A ramble about Wexford on a November afternoon with Mr Molloy reveals that Cromwell fever has not gripped the town. Commemorative 350th anniversary plaques and wind-up Cromwell dolls do not fill the shops. Just how much interest there will be in the Cromwell anniversary is unclear.
"I would hope that there might be some rethink of the traditional attitudes," Mr Molloy says, as we walk towards the Bull Ring, allegedly the site of the worst massacre. "The people were terrified by the tales they heard of Drogheda," he says. "When Cromwell's men came into the town, it's fair to say they probably ran amok, and the people were trying to get away."
The area we're in is an open space at the end of the narrow, winding Main Street. "This, with the narrow streets around it, was a bottleneck, where hundreds would have been slaughtered by the army," says Mr Molloy.
The soldiers were, he adds, almost certainly not acting on orders from Cromwell; the appalling scene arising more from the confused and divided state of negotiations between Cromwell and the town's commander, David Synnott, on the one hand, and Synott's envoy, Capt James Stafford, on the other. The slaughter, if it happened (it is still disputed by some), was perhaps not in the end Cromwell's doing after all.
So, in this peace-process-driven era of Irish history, should we be revising our traditional view of this hate-figure of Irish lore? Mr Molloy thinks we should.
"Cromwell might be one of Irish history's misunderstood figures. Some say there was no massacre. Hore, who wrote the definitive work on local history, The History Of Wexford, in the late 1800s, says that there is no documentary evidence of any massacre, or of anyone unarmed being killed. There is no doubt, though, that six Franciscan friars were."
The Friary is still in Wexford, although a member of the community, Maurice Dowling, felt it better not to talk about "something that happened a long time ago".
The issues of evidence and the use and abuse of history, as these relate to Cromwell's campaign in Wexford, will be among those explored at seminars planned for next October, says Mr Molloy.
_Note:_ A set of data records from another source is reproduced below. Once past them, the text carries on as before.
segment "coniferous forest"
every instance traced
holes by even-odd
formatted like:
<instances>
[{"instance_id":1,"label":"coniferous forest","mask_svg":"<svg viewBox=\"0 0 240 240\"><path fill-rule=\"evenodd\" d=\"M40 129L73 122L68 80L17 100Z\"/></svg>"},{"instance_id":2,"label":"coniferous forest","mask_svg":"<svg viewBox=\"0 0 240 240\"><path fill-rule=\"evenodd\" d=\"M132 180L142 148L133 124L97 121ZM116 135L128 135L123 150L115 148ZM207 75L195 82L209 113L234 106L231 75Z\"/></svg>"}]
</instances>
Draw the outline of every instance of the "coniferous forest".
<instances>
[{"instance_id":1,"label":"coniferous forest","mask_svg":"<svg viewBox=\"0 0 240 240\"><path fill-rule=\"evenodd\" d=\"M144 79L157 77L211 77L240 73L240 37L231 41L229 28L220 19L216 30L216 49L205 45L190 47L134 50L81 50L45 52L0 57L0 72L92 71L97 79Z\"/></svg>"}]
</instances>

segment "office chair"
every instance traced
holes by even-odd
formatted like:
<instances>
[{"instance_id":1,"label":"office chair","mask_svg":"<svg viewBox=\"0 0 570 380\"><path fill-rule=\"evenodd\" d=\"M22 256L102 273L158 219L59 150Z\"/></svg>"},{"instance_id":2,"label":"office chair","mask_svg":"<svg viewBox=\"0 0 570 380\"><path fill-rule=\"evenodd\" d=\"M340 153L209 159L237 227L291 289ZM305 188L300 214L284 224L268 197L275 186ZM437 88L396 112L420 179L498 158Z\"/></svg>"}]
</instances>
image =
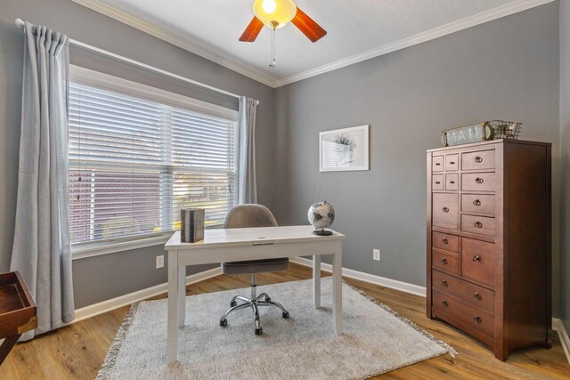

These are still at the planning stage but will take place over a number of days in the town.
Tom Reilly, author of Cromwell - An Honourable Enemy, which is due for publication early next year, would certainly like to see the conventional view of Cromwell reappraised. His book aims to challenge the traditional view.
"Cromwell has to be seen in the context of a horrendously violent time. He was scrupulous in his application of the rules of warfare as they then were."
Across the water, John Goldsmith, curator of the Cromwell Museum in Cambridge and member of the Cromwell Quarter-centenery Committee 1599-1999 in Britain, says his colleagues have been careful to ensure that the event is seen as a commemoration of Cromwell's birth and not a celebration.
"We realise that he is a controversial figure in Ireland and amongst the Irish community here. There are a lot of things he did which were not heroic," he says, pointing out that Cromwell was as ruthlesss with the people of Leicester in 1645 when they rose against the commonwealth, as ever he was to be in Ireland. Cromwell, he adds, was using the tactics of terror to, in his 17th-century way, protect the common good of the wider community.
In England he is remembered as a people's champion. The birthday itself, April 25th, 1599, will be marked across the country with popular and academic events, while his home town of Huntingdon will be holding a 17th-century street market and a special party for anyone who shares their birthday with Cromwell.
"The difficulty in Ireland," says Mr Goldsmith, "is that his image has become so rooted in an anti-English interpretation of history. The important thing from modern history's point of view is Cromwell's international significance. It is very interesting to see how interpretations of the same man can change."